Dopo le ultime sedute sospese per assenza del numero legale, il presidente del Consiglio regionale della Sardegna, Piero Comandini, richiama con fermezza consiglieri e assessori della Giunta regionale, chiedendo una presenza più costante e partecipata nei lavori dell’Assemblea e delle Commissioni.
“Quello che è successo nelle ultime sedute è inaccettabile. I lavori del Consiglio e delle Commissioni non possono essere rinviati per mancanza del numero legale”, ha dichiarato Comandini, intervenendo dopo due giornate concluse anticipatamente proprio per l’assenza di un numero sufficiente di consiglieri, soprattutto tra i banchi della maggioranza.
Il presidente dell’Aula ha sottolineato la necessità di una “maggiore presenza, non solo numerica ma di effettiva partecipazione”, rivolgendo inoltre un richiamo diretto agli assessori regionali affinché prendano parte alle discussioni, in particolare durante il confronto sulle mozioni di competenza delle rispettive deleghe.
Nel frattempo, la Conferenza dei capigruppo ha fissato una nuova convocazione del Consiglio regionale per martedì 19 maggio alle 10.30. Tra i primi punti all’ordine del giorno figura il voto finale sul testo unificato relativo alla gestione e valorizzazione delle ferrovie turistiche della Sardegna e alla disciplina della Fondazione Trenino Verde Storico, aggiornato dopo le osservazioni legate all’impugnazione governativa.

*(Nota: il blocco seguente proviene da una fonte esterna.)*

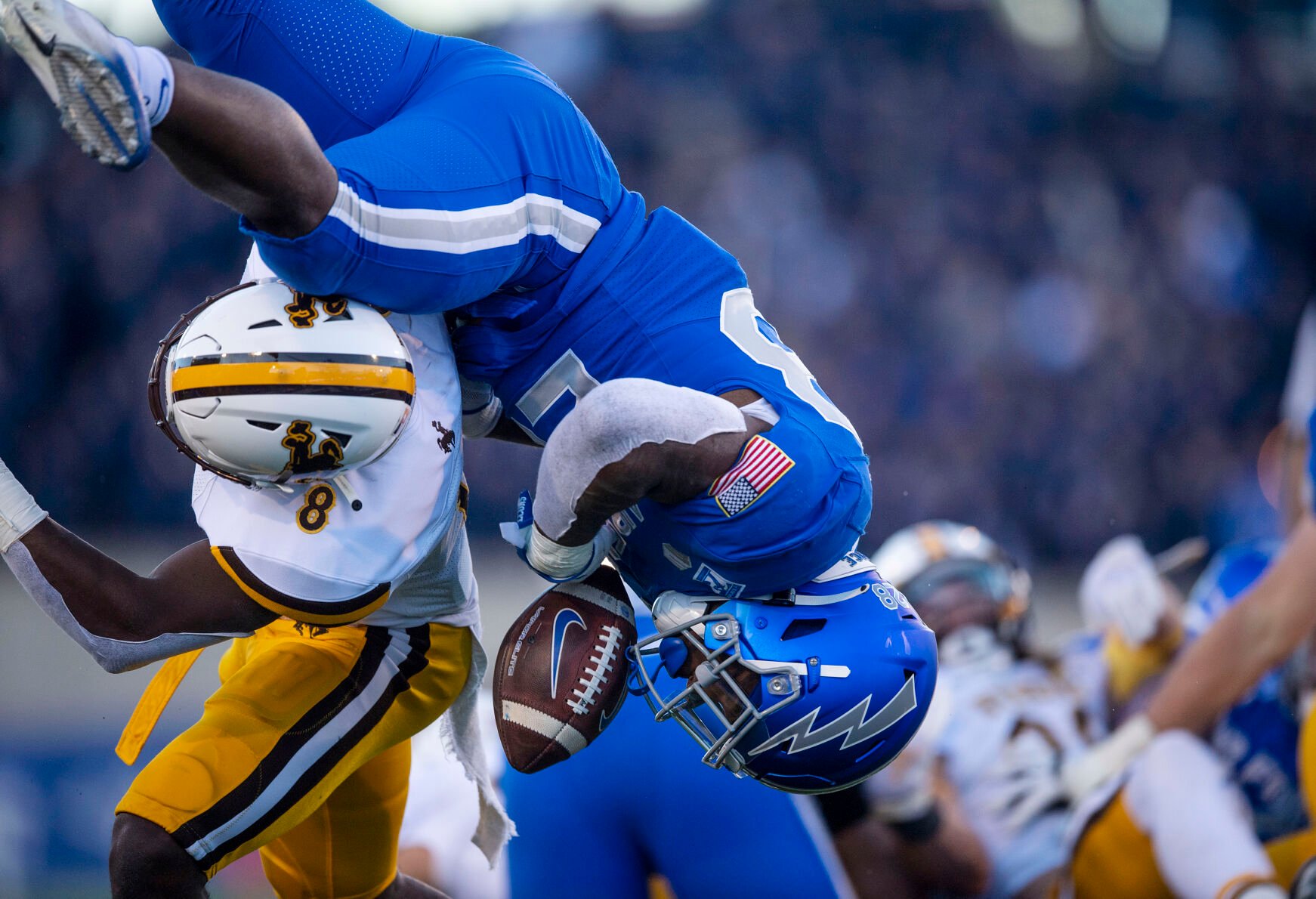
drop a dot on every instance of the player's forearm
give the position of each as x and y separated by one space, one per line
91 597
248 149
1252 638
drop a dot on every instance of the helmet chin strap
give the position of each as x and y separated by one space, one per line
975 645
348 493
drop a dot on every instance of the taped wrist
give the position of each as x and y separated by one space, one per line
115 656
606 425
19 511
561 562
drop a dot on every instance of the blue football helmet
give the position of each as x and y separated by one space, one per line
807 691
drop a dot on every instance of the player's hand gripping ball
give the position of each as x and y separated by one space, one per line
561 674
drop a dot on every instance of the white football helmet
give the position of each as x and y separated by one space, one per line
267 386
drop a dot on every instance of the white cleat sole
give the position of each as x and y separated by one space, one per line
99 104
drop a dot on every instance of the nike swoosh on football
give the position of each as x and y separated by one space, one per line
46 46
560 629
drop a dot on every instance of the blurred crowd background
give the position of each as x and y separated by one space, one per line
1046 255
1050 276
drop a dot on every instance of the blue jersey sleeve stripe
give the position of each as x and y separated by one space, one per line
465 230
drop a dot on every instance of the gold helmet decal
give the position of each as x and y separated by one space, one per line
301 311
299 443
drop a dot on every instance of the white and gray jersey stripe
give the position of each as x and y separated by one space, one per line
465 230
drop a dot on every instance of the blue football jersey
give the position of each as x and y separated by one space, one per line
470 184
677 310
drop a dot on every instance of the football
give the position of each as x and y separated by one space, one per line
561 672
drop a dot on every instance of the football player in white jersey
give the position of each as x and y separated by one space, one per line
336 561
1011 718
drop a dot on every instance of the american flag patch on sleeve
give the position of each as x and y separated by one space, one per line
761 465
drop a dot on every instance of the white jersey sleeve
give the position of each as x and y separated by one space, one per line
351 569
1012 723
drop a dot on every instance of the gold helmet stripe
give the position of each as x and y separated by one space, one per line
214 379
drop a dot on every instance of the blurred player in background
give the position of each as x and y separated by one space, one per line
1011 716
353 623
1257 633
1188 817
461 179
903 833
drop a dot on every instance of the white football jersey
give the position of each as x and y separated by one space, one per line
1014 721
399 561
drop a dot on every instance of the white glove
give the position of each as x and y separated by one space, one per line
1122 587
480 408
1025 781
19 511
1108 758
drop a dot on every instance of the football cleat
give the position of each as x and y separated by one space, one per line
78 63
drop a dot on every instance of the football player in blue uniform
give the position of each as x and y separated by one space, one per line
431 174
635 828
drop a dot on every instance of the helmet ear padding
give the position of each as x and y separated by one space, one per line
807 697
261 388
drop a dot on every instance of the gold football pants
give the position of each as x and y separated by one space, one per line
303 753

L’Assemblea sarà chiamata anche a discutere la proposta di legge nazionale sull’elezione diretta degli organi delle Province, approvata recentemente all’unanimità in Prima Commissione.
Previsto inoltre l’esame di otto mozioni rinviate nelle precedenti sedute. Tra queste, quella presentata dal capogruppo di Fratelli d’Italia Paolo Truzzu sull’abbattimento dell’addizionale comunale sui diritti d’imbarco aeroportuali per incentivare trasporto aereo e turismo nell’Isola. In calendario anche la mozione firmata da Alessandro Ticca e altri consiglieri sul principio di insularità applicato al trasporto merci e sulla necessità di misure strutturali per la continuità territoriale commerciale della Sardegna.